Why does this matter practically? When you use an AI tool and the output feels skewed (toward a particular culture, assumption, or perspective), you’re seeing the statistical weight of the training data. Recognising that gives you something valuable: the ability to notice it, name it, and adjust for it. I reckon the practitioners who get the best results from AI are the ones who’ve calibrated their instinct for when the training data is doing the talking.
Key Term: Training Data — The dataset used to teach a machine learning model its patterns. Training data quality — its accuracy, representativeness, and balance — is the single biggest factor in whether the resulting model is useful or harmful.
Neural Networks — The Concept (Not the Maths)
Your phone recognises your face. Not by measuring the distance between your eyes and comparing it to a database. Something a bit more interesting is happening.
A neural network is layers of simple pattern detectors stacked on top of each other. Each layer handles one level of complexity, passing its findings up to the next.
First layer: edges. The network spots basic lines, curves, and contrasts. Just geometry. Nothing meaningful yet.
Next layer: shapes. Those edges get combined into recognisable features. The curve of a nostril, the outline of an eyebrow, the shadow under a cheekbone.
Next: objects. The features combine into faces, expressions, identities. Your phone doesn’t follow a rulebook of facial measurements. It learned to recognise you through layers of increasingly complex pattern detection.
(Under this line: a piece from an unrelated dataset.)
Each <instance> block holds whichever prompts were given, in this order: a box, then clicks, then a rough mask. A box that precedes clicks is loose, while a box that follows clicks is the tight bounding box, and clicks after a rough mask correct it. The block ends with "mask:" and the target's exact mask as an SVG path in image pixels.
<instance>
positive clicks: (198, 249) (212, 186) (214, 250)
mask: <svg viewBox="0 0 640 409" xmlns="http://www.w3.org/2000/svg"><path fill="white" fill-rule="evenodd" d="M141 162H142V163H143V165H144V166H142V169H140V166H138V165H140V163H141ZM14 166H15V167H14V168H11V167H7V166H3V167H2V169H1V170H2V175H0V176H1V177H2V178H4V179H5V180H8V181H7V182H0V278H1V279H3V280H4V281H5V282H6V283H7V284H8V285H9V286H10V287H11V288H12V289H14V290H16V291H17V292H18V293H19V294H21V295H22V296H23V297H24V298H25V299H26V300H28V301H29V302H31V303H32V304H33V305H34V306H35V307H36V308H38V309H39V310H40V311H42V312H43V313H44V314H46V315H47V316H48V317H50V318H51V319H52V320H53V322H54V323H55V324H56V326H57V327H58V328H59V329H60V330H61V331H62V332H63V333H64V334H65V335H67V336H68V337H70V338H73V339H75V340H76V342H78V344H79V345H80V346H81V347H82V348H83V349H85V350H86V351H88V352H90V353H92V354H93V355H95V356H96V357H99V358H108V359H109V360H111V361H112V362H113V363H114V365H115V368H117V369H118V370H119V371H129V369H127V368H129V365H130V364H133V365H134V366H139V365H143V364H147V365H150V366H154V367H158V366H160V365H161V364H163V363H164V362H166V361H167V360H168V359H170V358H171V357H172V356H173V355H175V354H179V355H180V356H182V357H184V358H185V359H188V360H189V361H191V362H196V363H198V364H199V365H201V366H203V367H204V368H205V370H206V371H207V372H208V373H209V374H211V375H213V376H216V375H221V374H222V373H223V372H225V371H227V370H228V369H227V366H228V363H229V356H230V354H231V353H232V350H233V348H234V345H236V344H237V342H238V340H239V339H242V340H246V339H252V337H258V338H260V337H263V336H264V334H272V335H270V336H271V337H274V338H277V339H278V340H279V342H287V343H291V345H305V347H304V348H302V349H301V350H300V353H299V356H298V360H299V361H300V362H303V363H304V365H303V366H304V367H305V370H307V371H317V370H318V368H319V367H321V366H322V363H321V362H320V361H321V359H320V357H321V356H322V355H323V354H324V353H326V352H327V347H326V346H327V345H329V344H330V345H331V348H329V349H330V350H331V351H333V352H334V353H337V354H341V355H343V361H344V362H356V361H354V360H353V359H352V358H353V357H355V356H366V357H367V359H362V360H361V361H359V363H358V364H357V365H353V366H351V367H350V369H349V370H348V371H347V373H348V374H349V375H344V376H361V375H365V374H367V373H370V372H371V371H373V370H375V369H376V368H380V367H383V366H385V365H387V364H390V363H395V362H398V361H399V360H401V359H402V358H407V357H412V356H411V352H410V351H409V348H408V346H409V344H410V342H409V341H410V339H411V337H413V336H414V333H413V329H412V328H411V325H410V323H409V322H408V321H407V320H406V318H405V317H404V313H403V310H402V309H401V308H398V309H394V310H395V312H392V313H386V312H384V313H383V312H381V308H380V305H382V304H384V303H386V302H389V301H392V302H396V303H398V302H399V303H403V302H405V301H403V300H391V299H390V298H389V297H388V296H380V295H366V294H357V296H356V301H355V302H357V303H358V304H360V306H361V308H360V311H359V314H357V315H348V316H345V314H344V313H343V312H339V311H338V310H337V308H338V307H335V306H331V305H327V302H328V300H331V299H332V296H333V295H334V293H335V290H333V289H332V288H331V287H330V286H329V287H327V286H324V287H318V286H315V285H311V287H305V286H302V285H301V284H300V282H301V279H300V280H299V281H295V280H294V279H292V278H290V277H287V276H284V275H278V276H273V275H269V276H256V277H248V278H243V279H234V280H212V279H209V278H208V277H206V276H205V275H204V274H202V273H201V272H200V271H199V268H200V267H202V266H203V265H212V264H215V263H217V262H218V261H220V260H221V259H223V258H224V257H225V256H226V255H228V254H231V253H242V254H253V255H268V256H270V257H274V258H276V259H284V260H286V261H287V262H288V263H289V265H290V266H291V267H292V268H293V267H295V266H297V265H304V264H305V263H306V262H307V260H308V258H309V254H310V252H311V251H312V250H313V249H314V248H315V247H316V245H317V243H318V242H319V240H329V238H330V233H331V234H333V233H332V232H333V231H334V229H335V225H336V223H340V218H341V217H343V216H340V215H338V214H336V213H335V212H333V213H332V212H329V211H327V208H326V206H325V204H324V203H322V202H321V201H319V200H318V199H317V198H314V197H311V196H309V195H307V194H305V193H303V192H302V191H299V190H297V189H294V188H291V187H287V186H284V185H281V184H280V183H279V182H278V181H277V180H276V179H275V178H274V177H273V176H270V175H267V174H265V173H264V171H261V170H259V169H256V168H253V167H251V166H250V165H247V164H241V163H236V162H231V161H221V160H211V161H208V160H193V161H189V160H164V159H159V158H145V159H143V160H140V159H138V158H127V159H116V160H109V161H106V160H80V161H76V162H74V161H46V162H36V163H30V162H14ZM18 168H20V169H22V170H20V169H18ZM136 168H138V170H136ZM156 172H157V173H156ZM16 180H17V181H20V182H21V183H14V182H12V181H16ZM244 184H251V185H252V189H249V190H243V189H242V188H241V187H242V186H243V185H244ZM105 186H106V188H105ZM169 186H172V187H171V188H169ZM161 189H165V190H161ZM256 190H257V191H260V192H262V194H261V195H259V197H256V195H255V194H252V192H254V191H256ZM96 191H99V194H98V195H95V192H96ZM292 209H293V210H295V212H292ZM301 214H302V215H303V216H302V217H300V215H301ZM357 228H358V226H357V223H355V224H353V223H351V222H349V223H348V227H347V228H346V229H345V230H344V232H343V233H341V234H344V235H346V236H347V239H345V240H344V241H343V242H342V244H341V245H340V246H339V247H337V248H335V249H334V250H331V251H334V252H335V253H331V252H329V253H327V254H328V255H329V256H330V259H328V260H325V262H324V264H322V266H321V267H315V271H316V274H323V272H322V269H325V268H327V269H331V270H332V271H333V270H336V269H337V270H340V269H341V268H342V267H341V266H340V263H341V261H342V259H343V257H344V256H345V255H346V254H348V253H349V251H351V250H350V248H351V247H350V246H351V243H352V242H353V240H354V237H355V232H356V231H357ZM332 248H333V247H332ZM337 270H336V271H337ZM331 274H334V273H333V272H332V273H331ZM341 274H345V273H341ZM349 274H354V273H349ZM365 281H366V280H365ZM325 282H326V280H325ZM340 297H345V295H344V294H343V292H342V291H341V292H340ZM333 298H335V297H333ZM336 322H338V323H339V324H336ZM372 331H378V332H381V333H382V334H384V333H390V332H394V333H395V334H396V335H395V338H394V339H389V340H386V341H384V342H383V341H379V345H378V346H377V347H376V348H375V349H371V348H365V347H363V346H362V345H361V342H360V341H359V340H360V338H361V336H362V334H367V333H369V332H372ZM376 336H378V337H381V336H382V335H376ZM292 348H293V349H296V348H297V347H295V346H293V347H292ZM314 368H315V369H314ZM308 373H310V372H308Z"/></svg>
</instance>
The “deep” in deep learning just means more layers. A system with 3 layers is shallow. A system with 100 layers is deep. Modern AI models stack many layers, each one building on the patterns discovered by the layer below.
To get a sense of scale: GPT-4, the model behind ChatGPT, has an estimated 1.7 trillion parameters. Think of parameters as knobs. During training, the system adjusted 1.7 trillion knobs until it got good at predicting language patterns. That’s a fair bit of tuning. And it all happened before you ever typed a prompt.
Something worth remembering: the “learning” already happened. By the time you use a model, the knobs are set. You’re interacting with a frozen snapshot of patterns discovered in data. The model isn’t learning from your conversation (unless the provider explicitly retrains on user data). It’s applying what it already learned during training.
Tip: You don’t need to understand backpropagation, gradient descent, or any of the maths behind neural networks. What matters is the mental model: these systems build understanding in layers, from simple to complex. That’s why they can be surprisingly good at pattern recognition (billions of tuned detectors working together) and pretty much blind to things outside what they were trained on.
This layered pattern detection is the engine underneath every AI tool you use. The next module explains what happens when you point that engine specifically at language.
Apply This Monday
Pick an AI tool you use at work. Ask it something specific to your industry or region: a question about NZ-specific regulations, a niche professional standard, or local market conditions. Something that wouldn't dominate the internet text it was trained on. Notice if the response defaults to US-centric or generic assumptions. If it does, that's training data bias at work. Write down what you notice. You're building the calibration you'll rely on every time you evaluate AI output.